これまでとは大きく異なる新たな技術レギュレーションが導入されることで、2022年型F1マシンの空力特性がこれまでとは大きく変わることになるのは間違いないが、忘れてはならない重要な変化がもうひとつある。それはタイヤだ。
F1ではこれまで長年にわたって13インチホイールを使用していたが、2022年からは18インチホイールが採用されることになっている。それによってF1マシンの外観イメージが大きく変わるのはもちろんだが、そのホイールに合わせた扁平率の低いタイヤにどれほど適応できるかがF1チームにとって2022年シーズン攻略の鍵となるかもしれない。

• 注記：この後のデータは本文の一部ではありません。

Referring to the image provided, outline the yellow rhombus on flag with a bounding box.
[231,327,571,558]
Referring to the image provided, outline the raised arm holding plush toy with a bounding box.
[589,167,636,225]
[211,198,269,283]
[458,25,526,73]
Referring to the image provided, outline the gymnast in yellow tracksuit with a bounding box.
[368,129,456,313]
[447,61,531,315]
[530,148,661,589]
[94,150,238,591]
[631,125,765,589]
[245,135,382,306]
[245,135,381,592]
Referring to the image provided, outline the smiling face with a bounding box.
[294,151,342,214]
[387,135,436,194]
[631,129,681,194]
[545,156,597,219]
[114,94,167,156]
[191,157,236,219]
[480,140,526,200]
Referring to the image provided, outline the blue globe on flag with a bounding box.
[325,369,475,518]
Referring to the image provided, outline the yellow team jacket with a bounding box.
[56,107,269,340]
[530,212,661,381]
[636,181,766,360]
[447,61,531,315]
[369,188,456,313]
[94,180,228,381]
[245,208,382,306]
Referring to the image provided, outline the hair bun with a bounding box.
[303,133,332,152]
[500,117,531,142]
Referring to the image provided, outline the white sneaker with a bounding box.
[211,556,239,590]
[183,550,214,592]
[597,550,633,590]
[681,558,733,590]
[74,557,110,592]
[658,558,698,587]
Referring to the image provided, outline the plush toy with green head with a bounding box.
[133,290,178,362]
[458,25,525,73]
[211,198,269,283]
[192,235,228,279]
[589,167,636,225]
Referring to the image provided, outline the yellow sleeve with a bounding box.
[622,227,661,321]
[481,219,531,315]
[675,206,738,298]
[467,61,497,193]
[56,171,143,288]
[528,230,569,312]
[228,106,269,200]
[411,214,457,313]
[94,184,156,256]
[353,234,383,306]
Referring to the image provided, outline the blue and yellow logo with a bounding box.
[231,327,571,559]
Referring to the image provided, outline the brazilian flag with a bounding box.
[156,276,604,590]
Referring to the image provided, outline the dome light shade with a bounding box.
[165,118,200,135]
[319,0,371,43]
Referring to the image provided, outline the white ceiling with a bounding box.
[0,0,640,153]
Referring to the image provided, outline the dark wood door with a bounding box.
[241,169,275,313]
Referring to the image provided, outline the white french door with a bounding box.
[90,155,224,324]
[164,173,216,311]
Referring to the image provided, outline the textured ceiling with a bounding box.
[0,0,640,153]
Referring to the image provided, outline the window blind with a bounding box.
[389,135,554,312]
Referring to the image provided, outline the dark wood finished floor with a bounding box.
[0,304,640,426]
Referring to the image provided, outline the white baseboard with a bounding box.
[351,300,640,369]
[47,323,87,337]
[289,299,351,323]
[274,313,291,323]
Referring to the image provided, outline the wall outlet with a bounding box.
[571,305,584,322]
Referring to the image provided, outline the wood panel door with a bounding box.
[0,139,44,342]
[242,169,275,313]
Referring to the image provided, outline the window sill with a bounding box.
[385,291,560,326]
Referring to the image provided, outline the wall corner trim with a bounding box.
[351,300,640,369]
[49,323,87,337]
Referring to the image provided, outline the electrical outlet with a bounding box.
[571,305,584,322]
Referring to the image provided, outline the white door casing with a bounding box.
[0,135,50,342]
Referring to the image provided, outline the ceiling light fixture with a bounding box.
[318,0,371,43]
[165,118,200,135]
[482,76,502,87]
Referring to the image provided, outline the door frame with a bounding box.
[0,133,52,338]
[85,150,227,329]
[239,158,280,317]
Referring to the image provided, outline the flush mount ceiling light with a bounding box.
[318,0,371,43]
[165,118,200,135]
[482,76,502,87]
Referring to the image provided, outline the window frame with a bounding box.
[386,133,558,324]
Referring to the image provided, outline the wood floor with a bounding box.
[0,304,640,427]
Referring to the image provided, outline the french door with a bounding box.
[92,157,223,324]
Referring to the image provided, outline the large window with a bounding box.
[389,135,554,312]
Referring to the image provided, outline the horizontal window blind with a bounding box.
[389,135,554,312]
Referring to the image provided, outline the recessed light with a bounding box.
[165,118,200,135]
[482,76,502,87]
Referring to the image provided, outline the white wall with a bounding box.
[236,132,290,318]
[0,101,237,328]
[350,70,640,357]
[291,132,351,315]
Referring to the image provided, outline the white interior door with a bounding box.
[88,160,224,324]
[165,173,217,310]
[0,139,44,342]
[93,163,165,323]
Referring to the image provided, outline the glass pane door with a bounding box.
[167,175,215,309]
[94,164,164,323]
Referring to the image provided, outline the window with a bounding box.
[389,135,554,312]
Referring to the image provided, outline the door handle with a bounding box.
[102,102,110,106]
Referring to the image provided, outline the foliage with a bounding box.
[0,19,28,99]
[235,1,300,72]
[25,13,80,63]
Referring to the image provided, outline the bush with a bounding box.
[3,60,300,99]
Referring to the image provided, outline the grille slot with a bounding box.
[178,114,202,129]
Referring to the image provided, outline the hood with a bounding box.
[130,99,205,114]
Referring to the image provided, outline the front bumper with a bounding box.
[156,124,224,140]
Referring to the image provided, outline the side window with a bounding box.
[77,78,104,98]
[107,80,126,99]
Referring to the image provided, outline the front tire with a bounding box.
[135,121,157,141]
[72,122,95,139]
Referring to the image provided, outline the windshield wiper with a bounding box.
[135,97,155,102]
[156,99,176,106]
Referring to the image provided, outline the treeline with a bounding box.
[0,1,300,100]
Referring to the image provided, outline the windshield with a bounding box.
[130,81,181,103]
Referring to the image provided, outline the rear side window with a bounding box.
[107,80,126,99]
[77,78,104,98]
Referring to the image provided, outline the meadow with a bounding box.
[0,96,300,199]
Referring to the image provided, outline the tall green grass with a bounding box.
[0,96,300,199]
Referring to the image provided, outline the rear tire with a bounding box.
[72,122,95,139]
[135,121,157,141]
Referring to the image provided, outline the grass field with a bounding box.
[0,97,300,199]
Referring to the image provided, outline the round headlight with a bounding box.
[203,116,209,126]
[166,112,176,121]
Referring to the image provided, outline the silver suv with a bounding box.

F1ジャーナリストのエド・ストローは、『the-race.com』に寄稿した記事の中で、このタイヤが空力的な変化以上に重要な役割を果たすかもしれないと次のように説明している。
「タイヤのオーバーヒートの問題が軽減されれば、よりハードなドライビングが可能になるとともに、ライバルを追いかける際にもタイヤが路面を滑るときの温度上昇が緩和されることでドライビングが楽になるだろう」
「もしこれがうまく実現できなければ、新ルールによって空力的な乱れが軽減されたとしても、オーバーヒートの問題によってオーバーテイクはさらに困難になるだろう」
「来年はタイヤが大きく進化すると期待できる理由がある。扁平率の低いタイヤは剛性が高くなるため、壊れにくくなるだろう。しかし、温度変化への適応力を高めて広範囲で使用できるようになり、劣化速度やパフォーマンスの差によって戦略の幅を広げるという重要な目的を達成できるかどうかは、時間がたってみないとわからない」
F1公式タイヤサプライヤーであるピレリは、すでにこれまで数度にわたってF1チームの協力を得ながら18インチタイヤのテストを行ってきている。そうしたテストはF1チームたちにとっても新しいタイヤを理解するチャンスとなるのは間違いないが、実際のところ2022年型マシンにそのタイヤを装着して走った場合にどうなるのかは2022年の2月下旬にバルセロナで行われることになると伝えられているプレシーズンテストまで待つしかない状況だ。
2022年のF1が、新技術レギュレーションによる空力特性の変化や18インチタイヤの導入によってレースでのオーバーテイクが増え、さらに見応えのあるものとなるのかどうかは、実際にシーズンがスタートしてみなければわからないというのが本当のところだろう。